A common method of estimating the parameters of dependency in multivariate copula models is by maximum likelihood principle, termed as Inference From Marginals (IFM); see Joe (1997)  [13]. To avoid possible misspecification of the marginal distributions, some authors suggest rank-based procedures for estimating the parameters of dependency in a multivariate copula model. A standard approach for this problem is through maximization of the pseudolikelihood, as discussed in Genest et al. (1995)  [9] and Shih and Louis (1995)  [23]. Alternative estimators based on the inversion of two multivariate extensions of Kendall’s tau, due to Kendall and Babington Smith (1940)  [14] and Joe (1990)  [12], were used in Genest et al. (2011)  [10]. In the literature, dependency of data was considered in the whole data space. However, it may be better to divide the data set into two distinct sets, lower and higher than a threshold, and then evaluate the dependency parameters in these sets. In this way, we may have different dependency parameters in these sets which may shed additional light. For example, in drought analysis, precipitation and minimum temperature may be modeled using copulas in which case we can infer that dependency between precipitation and minimum temperature are severe when they are less than a certain threshold. In this paper, after introducing trimmed Kendall’s tau when such a threshold is imposed, we consider modeling dependency using it as a measure. Asymptotic distribution of trimmed Kendall’s tau is also investigated, and a test for the null hypothesis of equality between Kendall’s tau and trimmed Kendall’s tau is constructed.

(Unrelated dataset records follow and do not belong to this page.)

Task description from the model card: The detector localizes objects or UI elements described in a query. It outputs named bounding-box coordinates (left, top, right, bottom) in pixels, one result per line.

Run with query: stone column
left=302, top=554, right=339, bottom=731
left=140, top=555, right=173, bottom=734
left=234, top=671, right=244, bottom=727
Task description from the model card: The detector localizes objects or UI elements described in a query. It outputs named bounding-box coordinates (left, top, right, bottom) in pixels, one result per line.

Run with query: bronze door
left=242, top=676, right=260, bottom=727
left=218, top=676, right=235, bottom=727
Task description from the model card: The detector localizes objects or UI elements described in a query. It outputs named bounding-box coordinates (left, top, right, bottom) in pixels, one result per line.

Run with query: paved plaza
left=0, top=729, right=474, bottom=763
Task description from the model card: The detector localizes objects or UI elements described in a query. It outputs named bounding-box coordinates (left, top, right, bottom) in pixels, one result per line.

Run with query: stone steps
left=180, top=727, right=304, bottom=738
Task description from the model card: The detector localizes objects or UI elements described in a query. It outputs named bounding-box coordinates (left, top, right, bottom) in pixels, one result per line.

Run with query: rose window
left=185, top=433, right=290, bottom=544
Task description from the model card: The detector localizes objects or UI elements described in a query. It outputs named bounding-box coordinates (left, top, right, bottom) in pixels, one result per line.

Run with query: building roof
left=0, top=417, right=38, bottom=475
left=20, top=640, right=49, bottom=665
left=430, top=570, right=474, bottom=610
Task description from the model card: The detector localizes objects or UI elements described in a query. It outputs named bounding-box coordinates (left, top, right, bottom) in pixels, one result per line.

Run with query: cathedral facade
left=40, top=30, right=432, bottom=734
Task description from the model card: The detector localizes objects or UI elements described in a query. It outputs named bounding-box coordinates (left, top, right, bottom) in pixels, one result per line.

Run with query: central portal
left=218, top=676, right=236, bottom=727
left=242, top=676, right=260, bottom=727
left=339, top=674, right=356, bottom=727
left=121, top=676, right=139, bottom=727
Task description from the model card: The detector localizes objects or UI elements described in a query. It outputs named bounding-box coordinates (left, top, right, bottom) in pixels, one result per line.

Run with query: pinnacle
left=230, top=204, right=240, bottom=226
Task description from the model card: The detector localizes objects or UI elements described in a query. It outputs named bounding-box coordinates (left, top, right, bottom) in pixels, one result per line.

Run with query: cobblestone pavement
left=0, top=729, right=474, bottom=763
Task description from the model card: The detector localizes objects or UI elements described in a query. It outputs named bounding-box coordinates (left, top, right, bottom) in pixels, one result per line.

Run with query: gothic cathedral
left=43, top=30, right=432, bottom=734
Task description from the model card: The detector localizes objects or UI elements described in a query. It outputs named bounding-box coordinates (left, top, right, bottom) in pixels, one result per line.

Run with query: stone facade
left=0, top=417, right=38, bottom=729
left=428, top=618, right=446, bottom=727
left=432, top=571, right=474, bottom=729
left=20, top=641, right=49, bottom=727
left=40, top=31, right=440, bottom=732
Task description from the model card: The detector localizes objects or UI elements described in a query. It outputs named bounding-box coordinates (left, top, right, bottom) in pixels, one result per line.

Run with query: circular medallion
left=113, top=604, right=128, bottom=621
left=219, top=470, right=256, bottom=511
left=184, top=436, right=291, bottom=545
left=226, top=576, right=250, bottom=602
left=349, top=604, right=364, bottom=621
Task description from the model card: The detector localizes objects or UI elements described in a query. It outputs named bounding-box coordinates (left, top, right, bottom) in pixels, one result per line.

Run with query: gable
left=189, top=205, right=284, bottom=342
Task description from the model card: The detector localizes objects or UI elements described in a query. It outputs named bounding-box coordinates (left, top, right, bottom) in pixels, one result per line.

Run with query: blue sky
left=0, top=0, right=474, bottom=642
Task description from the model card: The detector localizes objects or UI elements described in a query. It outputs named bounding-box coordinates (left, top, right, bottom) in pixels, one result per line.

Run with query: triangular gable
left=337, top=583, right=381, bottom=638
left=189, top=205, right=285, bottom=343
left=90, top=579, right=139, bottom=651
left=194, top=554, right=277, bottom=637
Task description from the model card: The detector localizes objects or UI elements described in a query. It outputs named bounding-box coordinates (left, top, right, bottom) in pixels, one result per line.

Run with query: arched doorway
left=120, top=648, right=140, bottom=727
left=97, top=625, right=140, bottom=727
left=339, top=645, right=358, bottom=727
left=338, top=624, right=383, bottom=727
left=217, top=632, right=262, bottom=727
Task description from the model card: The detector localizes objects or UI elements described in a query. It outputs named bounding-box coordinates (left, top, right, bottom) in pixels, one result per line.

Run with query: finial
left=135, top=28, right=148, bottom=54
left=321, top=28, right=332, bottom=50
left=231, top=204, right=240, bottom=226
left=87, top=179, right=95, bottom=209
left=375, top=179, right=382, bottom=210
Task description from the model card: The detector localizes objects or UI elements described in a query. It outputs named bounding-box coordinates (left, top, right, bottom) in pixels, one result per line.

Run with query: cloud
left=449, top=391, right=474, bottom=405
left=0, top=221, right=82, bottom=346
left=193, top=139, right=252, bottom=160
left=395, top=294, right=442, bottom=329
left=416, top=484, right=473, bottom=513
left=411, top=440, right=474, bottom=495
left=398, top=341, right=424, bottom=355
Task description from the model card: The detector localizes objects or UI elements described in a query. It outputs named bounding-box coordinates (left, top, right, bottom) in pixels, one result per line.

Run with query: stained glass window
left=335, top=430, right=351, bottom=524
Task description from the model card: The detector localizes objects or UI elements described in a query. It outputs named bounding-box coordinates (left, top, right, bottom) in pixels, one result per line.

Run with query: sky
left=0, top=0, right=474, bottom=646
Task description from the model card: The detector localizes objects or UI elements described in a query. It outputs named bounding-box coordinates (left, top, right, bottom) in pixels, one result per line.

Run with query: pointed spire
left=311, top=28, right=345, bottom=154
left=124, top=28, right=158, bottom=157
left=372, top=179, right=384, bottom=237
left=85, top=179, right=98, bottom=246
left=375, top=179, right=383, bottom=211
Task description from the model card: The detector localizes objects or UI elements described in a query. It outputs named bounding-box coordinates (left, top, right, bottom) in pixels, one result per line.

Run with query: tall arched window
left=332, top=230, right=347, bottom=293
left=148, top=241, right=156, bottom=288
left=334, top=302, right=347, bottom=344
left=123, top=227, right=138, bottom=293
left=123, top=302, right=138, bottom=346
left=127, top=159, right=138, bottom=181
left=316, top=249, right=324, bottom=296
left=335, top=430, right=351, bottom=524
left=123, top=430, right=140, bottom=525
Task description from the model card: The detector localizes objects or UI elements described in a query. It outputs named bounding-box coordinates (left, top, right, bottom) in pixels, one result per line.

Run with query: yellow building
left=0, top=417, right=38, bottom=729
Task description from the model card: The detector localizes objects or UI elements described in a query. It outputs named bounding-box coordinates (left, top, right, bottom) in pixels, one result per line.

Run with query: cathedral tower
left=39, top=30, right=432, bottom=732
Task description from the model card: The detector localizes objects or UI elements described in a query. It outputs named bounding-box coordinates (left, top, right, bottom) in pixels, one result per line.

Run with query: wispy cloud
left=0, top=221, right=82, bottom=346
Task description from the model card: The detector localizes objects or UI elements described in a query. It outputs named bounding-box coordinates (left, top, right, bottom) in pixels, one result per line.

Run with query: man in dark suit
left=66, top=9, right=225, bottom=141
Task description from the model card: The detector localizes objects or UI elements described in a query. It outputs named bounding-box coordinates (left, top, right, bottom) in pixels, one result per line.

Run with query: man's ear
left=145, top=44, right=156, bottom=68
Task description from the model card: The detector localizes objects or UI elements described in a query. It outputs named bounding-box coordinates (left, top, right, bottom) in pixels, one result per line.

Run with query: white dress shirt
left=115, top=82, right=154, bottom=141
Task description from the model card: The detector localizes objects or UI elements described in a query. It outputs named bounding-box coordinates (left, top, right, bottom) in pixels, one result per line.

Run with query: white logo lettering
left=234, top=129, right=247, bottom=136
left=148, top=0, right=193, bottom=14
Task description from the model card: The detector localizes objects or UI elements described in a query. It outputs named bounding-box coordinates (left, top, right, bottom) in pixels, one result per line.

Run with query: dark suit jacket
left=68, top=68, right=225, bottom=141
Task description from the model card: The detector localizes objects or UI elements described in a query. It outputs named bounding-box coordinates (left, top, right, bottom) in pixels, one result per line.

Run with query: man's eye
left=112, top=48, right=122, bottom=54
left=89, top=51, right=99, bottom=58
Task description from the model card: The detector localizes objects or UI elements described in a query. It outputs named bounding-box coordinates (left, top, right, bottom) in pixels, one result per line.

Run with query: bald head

We can use this hypothesis testing procedure for testing the hypothesis that data are dependent before a threshold value and are independent after the threshold. An explicit form of the asymptotic distribution of trimmed Kendall’s tau and of the mentioned test statistic are also derived for some special families of copulas. Finally, the results of a simulation study and an illustrative example are provided.